A very good point about "Free Speech"

This has always struck me as particularly true as crystalized by Juan Cole:

For all the talk about freedom of speech and individual freedom in the United States, ours is actually a hierarchical society in which most people cannot afford to speak out unless they are themselves independently wealthy. A lot of Americans work for corporations, which would just fire anyone who became so outspoken in public as to begin to affect their company's image. Look at how many bloggers are anonymous! Purveyors of opinion in the mass media, who use their real names, are employed by, or in some way backed by, media moguls. It is fairly easy to depart from the spectrum of acceptable opinion (i.e. acceptable to the three million or so people who have disproprotionate weight in how America is run), and if one does, after a while one is not heard from so much any more. Thus, those attacking Kos work for Martin Peretz and Arthur Shulzberger, Jr., and if they didn't they would not have their current influential perches.

The very wealthy are used to getting their way in US politics and to dominating public discourse, since so much can be controlled at choke points. Journalists can just be fired, editors and other movers and shakers bought or intimidated. Look what happened to MSNBC reporter Ashleigh Banfield, who dared complain about the propaganda in the US new media around the Iraq War. Phil Donohue, who presided over MSNBC's most popular talk show, was apparently fired before the war because General Electric and Microsoft knew he would be critical of it, and did not want to take the heat. Politicians who step out of line can just be unseated by giving their opponents funding (the Supreme Court just made it harder to restrict this sort of thing).

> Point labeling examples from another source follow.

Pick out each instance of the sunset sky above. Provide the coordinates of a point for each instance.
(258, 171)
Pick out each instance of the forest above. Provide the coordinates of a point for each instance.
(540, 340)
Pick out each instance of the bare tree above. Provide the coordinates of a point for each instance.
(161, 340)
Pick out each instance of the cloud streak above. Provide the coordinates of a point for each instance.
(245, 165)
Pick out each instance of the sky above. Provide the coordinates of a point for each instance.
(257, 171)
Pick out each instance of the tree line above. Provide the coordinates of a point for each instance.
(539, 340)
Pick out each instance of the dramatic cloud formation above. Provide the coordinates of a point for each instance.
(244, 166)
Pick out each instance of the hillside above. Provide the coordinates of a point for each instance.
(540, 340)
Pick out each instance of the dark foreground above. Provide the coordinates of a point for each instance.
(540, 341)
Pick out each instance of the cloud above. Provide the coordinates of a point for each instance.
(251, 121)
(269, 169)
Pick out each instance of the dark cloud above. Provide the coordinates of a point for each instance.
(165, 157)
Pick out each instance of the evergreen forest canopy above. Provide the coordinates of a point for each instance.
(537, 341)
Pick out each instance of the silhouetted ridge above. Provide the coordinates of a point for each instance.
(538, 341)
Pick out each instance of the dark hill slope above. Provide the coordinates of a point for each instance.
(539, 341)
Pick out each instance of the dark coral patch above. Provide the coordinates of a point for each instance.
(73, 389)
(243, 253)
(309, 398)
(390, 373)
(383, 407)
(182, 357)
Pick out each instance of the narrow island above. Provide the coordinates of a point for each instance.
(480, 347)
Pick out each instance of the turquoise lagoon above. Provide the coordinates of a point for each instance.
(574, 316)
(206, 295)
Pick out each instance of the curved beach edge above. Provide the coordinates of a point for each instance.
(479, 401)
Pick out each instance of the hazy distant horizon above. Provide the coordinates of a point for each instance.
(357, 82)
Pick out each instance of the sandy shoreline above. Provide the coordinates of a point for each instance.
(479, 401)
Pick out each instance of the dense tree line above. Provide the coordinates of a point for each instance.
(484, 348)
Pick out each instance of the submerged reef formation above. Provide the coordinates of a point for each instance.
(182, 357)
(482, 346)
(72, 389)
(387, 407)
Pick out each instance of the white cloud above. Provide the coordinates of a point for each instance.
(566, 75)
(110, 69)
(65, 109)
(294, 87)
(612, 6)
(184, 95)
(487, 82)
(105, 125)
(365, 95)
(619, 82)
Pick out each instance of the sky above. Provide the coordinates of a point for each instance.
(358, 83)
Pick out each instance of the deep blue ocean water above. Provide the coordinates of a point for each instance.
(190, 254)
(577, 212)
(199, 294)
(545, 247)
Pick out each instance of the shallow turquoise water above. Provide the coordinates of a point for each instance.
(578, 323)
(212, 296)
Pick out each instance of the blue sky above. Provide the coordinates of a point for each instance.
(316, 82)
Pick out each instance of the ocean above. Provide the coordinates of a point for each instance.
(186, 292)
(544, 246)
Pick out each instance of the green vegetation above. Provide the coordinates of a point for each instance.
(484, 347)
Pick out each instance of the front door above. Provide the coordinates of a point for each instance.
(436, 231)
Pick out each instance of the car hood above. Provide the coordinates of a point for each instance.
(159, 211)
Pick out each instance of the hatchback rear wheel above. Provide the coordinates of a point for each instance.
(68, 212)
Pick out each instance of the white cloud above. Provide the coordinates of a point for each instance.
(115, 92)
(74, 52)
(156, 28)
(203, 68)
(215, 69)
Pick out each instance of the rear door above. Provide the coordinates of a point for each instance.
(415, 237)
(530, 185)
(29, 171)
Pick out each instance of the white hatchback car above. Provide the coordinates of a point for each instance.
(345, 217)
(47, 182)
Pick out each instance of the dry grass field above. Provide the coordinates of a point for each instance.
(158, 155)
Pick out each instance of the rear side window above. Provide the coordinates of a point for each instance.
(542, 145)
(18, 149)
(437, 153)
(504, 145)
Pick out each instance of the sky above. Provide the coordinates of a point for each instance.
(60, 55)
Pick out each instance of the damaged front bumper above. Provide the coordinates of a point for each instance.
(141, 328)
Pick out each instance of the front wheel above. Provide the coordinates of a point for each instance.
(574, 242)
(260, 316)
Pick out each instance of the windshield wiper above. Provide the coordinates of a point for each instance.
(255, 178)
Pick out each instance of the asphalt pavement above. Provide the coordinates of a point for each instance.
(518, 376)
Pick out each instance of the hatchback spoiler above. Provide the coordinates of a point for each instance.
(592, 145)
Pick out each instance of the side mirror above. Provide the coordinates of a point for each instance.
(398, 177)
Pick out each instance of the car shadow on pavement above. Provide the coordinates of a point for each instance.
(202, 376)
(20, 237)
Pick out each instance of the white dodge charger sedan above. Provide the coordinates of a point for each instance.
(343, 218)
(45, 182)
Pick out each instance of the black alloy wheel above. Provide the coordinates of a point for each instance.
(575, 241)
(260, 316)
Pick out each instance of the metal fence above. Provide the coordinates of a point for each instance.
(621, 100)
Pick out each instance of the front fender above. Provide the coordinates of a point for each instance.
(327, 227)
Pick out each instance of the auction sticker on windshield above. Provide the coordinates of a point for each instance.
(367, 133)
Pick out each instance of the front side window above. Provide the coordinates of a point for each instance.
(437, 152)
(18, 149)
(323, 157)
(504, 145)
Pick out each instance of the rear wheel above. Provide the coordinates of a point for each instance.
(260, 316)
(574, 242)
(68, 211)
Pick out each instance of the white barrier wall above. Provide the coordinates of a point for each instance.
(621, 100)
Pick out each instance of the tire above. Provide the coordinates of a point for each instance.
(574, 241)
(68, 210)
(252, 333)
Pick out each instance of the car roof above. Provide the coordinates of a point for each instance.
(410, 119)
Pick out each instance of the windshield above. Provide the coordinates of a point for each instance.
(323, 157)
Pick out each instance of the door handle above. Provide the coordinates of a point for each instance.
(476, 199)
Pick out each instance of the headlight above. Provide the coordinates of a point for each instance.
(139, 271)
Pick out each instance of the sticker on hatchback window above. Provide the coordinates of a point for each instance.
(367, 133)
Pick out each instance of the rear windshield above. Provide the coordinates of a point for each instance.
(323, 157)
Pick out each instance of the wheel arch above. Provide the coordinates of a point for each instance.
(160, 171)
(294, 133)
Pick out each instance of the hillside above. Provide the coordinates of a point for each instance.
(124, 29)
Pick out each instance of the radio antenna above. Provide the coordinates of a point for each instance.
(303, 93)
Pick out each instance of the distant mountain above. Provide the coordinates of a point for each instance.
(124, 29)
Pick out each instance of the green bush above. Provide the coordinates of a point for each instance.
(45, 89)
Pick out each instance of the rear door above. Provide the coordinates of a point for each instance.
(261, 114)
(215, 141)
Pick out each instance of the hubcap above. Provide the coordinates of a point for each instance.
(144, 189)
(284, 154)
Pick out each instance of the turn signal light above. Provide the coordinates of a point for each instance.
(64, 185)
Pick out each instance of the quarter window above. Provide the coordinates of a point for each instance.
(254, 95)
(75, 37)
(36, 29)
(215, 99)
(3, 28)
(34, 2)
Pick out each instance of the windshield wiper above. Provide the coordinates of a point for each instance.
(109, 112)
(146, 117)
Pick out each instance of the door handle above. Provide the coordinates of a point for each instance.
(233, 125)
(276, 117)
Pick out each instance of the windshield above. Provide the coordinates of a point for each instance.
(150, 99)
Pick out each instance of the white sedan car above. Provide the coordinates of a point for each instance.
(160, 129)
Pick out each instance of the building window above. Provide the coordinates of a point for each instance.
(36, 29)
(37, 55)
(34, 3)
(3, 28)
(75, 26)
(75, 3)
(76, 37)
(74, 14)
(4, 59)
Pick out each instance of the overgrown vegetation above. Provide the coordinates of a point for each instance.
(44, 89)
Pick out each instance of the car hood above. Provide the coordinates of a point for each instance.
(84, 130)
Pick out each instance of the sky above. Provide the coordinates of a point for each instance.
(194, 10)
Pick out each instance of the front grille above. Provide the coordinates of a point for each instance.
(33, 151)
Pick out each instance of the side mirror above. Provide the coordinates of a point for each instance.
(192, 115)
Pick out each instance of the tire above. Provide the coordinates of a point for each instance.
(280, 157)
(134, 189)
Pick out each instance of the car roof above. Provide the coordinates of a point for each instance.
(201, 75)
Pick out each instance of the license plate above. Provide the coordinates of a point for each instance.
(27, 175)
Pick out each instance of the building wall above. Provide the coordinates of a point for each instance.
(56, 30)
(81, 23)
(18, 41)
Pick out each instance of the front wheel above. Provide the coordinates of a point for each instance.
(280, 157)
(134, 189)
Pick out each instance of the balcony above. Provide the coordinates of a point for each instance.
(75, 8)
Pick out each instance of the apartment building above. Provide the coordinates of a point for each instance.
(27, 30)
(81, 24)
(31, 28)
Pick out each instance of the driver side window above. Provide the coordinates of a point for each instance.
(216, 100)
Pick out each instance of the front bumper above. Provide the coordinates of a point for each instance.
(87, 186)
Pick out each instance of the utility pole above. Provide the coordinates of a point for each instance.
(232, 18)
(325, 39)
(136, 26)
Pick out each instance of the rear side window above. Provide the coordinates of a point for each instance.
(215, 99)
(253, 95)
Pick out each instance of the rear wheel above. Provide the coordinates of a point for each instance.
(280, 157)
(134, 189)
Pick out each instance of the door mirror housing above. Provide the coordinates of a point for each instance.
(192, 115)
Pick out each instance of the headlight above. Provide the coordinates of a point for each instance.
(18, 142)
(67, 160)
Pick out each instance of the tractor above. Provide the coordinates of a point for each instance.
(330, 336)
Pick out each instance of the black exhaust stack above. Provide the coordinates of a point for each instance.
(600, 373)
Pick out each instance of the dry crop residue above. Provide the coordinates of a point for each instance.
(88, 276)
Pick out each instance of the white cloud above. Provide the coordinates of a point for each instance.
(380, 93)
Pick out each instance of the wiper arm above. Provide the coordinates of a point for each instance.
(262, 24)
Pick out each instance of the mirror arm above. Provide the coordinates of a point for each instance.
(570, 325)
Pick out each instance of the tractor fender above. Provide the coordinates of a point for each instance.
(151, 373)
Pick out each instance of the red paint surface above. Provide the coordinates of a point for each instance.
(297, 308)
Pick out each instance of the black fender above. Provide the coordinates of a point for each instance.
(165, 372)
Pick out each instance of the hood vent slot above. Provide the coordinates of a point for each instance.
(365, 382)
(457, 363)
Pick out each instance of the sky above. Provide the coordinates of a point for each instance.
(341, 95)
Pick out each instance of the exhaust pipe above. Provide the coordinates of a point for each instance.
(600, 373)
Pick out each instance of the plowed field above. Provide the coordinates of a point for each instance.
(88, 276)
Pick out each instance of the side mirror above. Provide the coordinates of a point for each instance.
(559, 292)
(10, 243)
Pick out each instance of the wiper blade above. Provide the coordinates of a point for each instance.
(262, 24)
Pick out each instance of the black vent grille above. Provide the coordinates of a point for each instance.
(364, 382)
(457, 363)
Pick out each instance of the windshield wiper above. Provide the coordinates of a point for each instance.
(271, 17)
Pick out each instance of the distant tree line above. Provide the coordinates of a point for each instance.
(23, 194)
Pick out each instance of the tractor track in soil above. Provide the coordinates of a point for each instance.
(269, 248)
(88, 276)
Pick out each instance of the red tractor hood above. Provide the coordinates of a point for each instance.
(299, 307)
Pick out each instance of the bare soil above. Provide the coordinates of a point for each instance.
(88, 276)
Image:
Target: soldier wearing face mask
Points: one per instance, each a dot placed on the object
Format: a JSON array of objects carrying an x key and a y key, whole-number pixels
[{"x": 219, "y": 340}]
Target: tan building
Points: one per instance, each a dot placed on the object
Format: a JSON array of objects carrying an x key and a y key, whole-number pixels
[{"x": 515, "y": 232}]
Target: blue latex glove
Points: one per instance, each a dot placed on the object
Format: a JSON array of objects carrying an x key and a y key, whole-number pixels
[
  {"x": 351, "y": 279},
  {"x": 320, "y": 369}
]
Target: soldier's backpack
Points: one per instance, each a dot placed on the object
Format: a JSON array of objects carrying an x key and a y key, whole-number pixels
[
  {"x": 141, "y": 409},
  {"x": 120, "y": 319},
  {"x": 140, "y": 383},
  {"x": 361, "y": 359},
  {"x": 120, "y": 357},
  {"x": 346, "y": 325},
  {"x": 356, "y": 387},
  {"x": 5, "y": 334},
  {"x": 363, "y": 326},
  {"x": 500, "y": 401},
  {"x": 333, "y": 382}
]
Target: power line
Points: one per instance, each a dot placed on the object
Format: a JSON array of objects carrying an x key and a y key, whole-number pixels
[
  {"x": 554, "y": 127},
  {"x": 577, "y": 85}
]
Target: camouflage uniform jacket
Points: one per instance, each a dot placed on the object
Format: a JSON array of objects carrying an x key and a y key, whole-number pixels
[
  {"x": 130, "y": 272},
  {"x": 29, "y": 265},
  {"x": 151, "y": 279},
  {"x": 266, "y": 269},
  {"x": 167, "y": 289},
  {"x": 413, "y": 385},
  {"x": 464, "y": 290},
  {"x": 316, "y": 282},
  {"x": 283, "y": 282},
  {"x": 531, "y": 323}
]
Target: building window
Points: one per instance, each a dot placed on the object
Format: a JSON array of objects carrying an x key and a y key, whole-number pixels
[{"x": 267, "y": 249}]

There is an incredible amount of intimidation and intellectual thuggery that goes on in the internet -- and in day to day life. I, in effect, run my own business so I don't have to worry about being fired because I run this little repository or snark and rants. The same is true for the most part of my fellow blogboys, who have positions where they can affort to express their opinions. But we remain anonymous for good reasons too. Most particularly, I really don't care to have my other life interrupted by assholery of others.

It's what blogs allow.

Sadly, they also allow people with more money and bigger megaphones to margialize those who, by using psedonyms already marginalize ourselves.